Anticiper l’évolution d’un bâtiment avant même de le bâtir

12.12.2025 S’il veut être durable, le secteur de la construction se doit d’utiliser de manière beaucoup plus parcimonieuse les ressources naturelles limitées. Les produits et les modèles d’affaires circulaires sont la clé d’une transition réussie.

L'essentiel en bref

  • Le secteur suisse de la construction a une incidence indéniable sur l’empreinte matérielle et carbone. Il doit passer d’une pensée linéaire à une véritable économie circulaire.
  • Il est temps de concevoir des bâtiments et des matériaux de construction qui soient durables, réparables, réutilisables et, au final, recyclables efficacement, autrement dit soutenus par des modèles d’affaires qui garantissent la rentabilité de leur entretien, de leur réparation et de leur réemploi.
  • La politique, la recherche et l’séconomie créent déjà des conditions cadres, mais leur mise en œuvre dans le secteur de la construction n’en est qu’à ses balbutiements et doit intégrer une mentalité interdisciplinaire.

Construction linéaire: une empreinte écologique élevée et un horizon restreint

Selon le Circularity Gap Report le secteur suisse de la construction est responsable de 18 % de l’empreinte matérielle du pays et de 14 % de son empreinte carbone. Cette situation découle de la pensée linéaire qui prévaut: lorsqu’on construit un ouvrage, on se procure des matériaux qui répondent aux exigences spécifiques du projet. Mais qu’adviendra-t-il du bâtiment dans 50 ans, lorsqu’il tombera en désuétude? Cette question, on a tendance à la laisser à sa descendance. Lorsque l’ouvrage ne peut pas être réaffecté et que le recyclage des matériaux de construction s’avère trop couteux, il ne reste qu’une solution: la démolition et l’élimination. Or, le bâtiment de substitution nécessite à son tour l’utilisation de nouveau béton, de nouvel acier et de nouvelles matières plastiques.

Circularity Gap Report

Les Circularity Gap Reports alertent sur l’urgence d’une transition vers une économie circulaire. L'objectif consiste à donner aux principaux décideurs et décideuses politiques et économiques les moyens de coordonner leurs actions afin d’accélérer cette transition. Pour ce faire, nous mesurons l’état actuel de l’économie circulaire et réunissons des acteurs et actrices des mondes économique, politique et scientifique ainsi que des organisations non gouvernementales, afin d’apporter notre expertise sur l’état de la transition en nous fondant sur les dernières avancées scientifiques.

www.circularity-gap.world

Pour réduire son empreinte écologique, le secteur de la construction doit quitter cette voie à sens unique et appliquer les principes de l’économie circulaire. Le simple fait de recycler davantage et d’optimiser l’efficacité sur le plan des ressources et de l’énergie ne suffit pas. Un changement radical de mentalité s’impose. Lorsqu’on se lance dans la construction d’un ouvrage, il faut penser à ce qu’il en adviendra: comment le transformer et le réaffecter, totalement ou en partie, à moindre cout et en utilisant de nouveaux matériaux? Cette question en amène inévitablement d’autres auxquelles il faut répondre avant que les planificateurs et les architectes ne réalisent les premières ébauches.

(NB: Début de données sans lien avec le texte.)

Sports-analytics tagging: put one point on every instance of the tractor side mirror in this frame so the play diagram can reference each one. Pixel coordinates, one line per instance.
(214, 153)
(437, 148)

«Dans l’optique de la construction circulaire, les matériaux doivent pouvoir s’adapter à l’évolution des besoins et être réutilisables.»

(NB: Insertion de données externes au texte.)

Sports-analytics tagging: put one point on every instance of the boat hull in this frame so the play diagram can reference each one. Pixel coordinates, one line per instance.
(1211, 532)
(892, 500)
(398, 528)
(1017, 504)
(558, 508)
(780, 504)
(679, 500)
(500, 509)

  • Frédéric Pichelin Responsable Recherche et services

Conception circulaire: durable, flexible, à valeur ajoutée

L’idée consiste à utiliser moins de matériaux et d’éléments de construction, autrement dit à concevoir des matériaux qui durent, sont faciles à rafraichir et à réparer, et peuvent être transformés en d’autres produits. Il s’agit en outre d’optimiser la récupération des matériaux recyclables lorsque la durée de vie des produits ne peut plus être prolongée. Dans l’optique de la construction circulaire, les matériaux doivent pouvoir s’adapter à l’évolution des besoins et être réutilisables. Les modèles d’affaires doivent également être revus. Des investissements initiaux importants sont nécessaires pour concevoir un produit adapté à des utilisations futures, voire encore inconnues. Entretien, réparation, réutilisation, recyclage: ces étapes doivent apporter une véritable valeur ajoutée.

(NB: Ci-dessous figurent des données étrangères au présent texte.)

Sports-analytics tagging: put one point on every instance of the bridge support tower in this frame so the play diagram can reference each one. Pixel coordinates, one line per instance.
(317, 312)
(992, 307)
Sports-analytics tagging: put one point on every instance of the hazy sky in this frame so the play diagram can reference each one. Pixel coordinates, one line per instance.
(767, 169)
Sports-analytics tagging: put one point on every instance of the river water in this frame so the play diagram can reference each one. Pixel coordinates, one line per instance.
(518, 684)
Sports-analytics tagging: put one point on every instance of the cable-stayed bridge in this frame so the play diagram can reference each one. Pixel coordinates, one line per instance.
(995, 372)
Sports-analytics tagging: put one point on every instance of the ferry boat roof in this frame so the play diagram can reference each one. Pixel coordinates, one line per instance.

Initiatives interdisciplinaires, clés du changement

Pour ancrer ce changement de paradigme, il faut penser et agir de manière interdisciplinaire, car la planification du cycle de vie circulaire d’un produit requiert un savoir-faire technique, économique et sociologique. Ce qui fonctionne sur le plan technique doit pouvoir être produit et utilisé de manière rentable. Il est essentiel qu’un nouveau produit soit accepté par les utilisateurs finaux.

La Suisse est bien placée pour transformer son secteur de la construction en économie circulaire. Dans un pays disposant de peu de ressources naturelles exploitables, nous avons tout intérêt à les gérer avec soin. Cette «situation de pénurie» et la pression sur les prix exercée depuis l’étranger nous obligent à innover. Nos institutions de formation et de recherche sont habituées à développer avec l’industrie des solutions transposables dans la pratique.

Statu quo: faible ancrage des modèles d’affaires circulaires

Selon le Rapport d’état de l’économie circulaire suisse 2022 publié par le Centre de recherches conjoncturelles KOF de l’EPFZ, 12 % des entreprises ont «substantiellement ancré les activités commerciales circulaires dans leur modèle d’affaires». Cette valeur n’atteint que 8 % dans le secteur de la construction, démontrant un besoin d’optimisation particulièrement élevé. Il existe bien quelques solutions techniques pour améliorer la recyclabilité des matériaux et des procédés. À l’heure actuelle, la demande auprès des utilisateurs reste toutefois limitée.

Le Conseil fédéral a récemment inscrit dans la législation différents principes visant à préserver les ressources et à promouvoir l’économie circulaire. Les cantons sont désormais chargés de fixer des valeurs limites d’énergie grise pour les nouvelles constructions. Pour nous y tenir, nous devrons recourir de manière limitée aux matières premières primaires et utiliser plus longtemps et mieux les matériaux disponibles dans les bâtiments existants.